12.Androrat:- Remote Administration Tool for
Android. Androrat is a client/server application developed in Java
Android for the client side and in Java/Swing for the Server.
13.APKInspector:- APKinspector is a powerful GUI
tool for analysts to analyse the Android applications. The goal of this
project is to aide analysts and reverse engineers to visualize compiled
Android packages and their corresponding DEX code.
14.DroidBox:- DroidBox is developed to offer dynamic analysis of Android applications.
15.Burp Suite:- Burp Suite is an integrated platform
for performing security testing of web applications.
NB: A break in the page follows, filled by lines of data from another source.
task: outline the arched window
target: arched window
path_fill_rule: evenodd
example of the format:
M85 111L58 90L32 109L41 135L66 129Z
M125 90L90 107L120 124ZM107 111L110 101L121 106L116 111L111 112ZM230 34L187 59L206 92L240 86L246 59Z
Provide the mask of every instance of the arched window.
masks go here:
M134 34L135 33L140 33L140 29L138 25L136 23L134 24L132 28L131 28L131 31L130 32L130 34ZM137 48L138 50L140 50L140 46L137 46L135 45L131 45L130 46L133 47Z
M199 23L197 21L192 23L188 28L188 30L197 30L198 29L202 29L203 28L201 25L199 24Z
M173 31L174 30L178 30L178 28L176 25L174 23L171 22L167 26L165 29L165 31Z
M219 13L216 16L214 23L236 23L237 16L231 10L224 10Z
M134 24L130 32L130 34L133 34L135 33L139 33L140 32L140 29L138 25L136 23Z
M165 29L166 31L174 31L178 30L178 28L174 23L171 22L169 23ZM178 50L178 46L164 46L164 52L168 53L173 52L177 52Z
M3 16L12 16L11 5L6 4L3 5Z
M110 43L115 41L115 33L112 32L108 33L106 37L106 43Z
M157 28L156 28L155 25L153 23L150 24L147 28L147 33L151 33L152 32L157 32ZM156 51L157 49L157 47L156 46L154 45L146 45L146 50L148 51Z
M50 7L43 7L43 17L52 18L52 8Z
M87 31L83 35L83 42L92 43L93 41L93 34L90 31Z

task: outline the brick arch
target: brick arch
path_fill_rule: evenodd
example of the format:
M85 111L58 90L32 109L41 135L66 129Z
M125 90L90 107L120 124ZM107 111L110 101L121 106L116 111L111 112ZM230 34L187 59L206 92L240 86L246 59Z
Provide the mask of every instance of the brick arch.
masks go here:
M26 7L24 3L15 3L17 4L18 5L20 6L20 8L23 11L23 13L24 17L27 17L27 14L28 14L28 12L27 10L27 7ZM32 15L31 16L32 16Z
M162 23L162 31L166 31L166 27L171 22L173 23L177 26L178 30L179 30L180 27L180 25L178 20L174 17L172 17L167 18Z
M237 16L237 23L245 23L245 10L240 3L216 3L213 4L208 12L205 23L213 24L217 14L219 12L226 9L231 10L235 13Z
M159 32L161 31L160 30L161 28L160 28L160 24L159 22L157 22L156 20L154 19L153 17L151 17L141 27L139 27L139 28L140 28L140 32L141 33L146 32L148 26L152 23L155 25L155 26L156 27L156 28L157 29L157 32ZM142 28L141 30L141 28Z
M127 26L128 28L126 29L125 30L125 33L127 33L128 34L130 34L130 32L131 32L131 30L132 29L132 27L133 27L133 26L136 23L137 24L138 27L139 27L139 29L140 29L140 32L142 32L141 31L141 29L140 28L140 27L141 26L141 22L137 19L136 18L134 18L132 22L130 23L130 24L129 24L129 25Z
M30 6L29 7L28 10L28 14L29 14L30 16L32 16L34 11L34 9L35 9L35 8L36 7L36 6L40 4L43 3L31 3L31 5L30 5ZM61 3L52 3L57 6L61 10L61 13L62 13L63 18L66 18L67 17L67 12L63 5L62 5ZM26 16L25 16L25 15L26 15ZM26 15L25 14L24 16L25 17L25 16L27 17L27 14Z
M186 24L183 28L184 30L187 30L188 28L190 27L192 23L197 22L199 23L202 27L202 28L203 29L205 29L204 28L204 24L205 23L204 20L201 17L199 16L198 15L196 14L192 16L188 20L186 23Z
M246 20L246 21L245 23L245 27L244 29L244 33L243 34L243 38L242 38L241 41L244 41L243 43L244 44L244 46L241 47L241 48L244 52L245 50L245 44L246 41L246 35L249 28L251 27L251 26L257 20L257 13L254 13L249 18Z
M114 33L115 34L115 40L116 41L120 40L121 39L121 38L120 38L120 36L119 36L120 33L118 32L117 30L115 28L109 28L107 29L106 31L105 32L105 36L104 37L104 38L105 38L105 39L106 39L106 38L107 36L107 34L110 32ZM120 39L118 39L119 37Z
Its various tools
work seamlessly together to support the entire testing process, from
initial mapping and analysis of an application’s attack surface, through
to finding and exploiting security vulnerabilities.
16. Droid Sheep:- DroidSheep can be easily used by
anybody who has an Android device and only the provider of the web
service can protect the users. So Anybody can test the security of his
account by himself and can decide whether to keep on using the web
service.
17. AppUse:– Android Pentest Platform Unified
Standalone Environment:- AppSec Labs recently developed the AppUse
Virtual Machine. This system is a unique, free, platform for mobile
application security testing in the android environment, and it includes
unique custom-made tools created by AppSec Labs.
18. Shark for Root:- Traffic sniffer, works on 3G
and WiFi (works on FroYo tethered mode too). To open dump use WireShark
or similar software, for preview dump on phone use Shark Reader. Based
on tcpdump.
19. Fing:- Find out which devices are connected to your Wi-Fi network, in just a few seconds.
Fast and accurate, Fing is a professional App for network analysis. A
simple and intuitive interface helps you evaluate security levels,
detect intruders and resolve network issues.
20.Drozer:- drozer enables you to search for
security vulnerabilities in apps and devices by assuming the role of an
app and interacting with the Dalvik VM, other apps’ IPC endpoints and
the underlying OS. drozer provides tools to help you use and share
public Android exploits. It helps you to deploy a drozer agent by using
weasel – MWR’s advanced exploitation payload.
21. WifiKill:– Second app, developed also by
B.Ponury is an app which can kill connections and kick site-hoggers from
the site. This app definitely kick then net user from the site so he
cannot use it anymore. The app also offers the list of viewed sites by
the hogger.
22. DroidSniff:– Similar to DroidSheep but with a
newer and nicer interface is DroidSniff – sniffing app not only for
Facebook. This app shows you what is the hogger looking for and then you
can “take” his control, steal the cookies and rock’n’roll. Works
perfectly.
23. Network Spoofer:– The last app, called NetWork
Spoofer is very similar to dSploit but it’s more easier to use. Only
hitch is that you need to have at least 500MB of free data. It offers
you a lot of troll features – change Google searches, flip images,
redirect websites, swap YouTube videos and others.
24. Droid SQLI:- allows you to test your MySQL based
web application against SQL injection attacks. DroidSQLi supports the
following injection techniques: Time based injection, blind injection,
error based injection, normal injection.
25. sqlmapchik:- is a cross-platform sqlmap GUI for the extremely popular sqlmap tool.
26. Whatsapp viewer:- is a simple forensic tool. It gives the access to whatsapp chat directly from sqlite databases, even from encrypted databases.
27. WhatsAPI:- Is a platform that allows you to send bulk messages through PHP. The script itself is simple.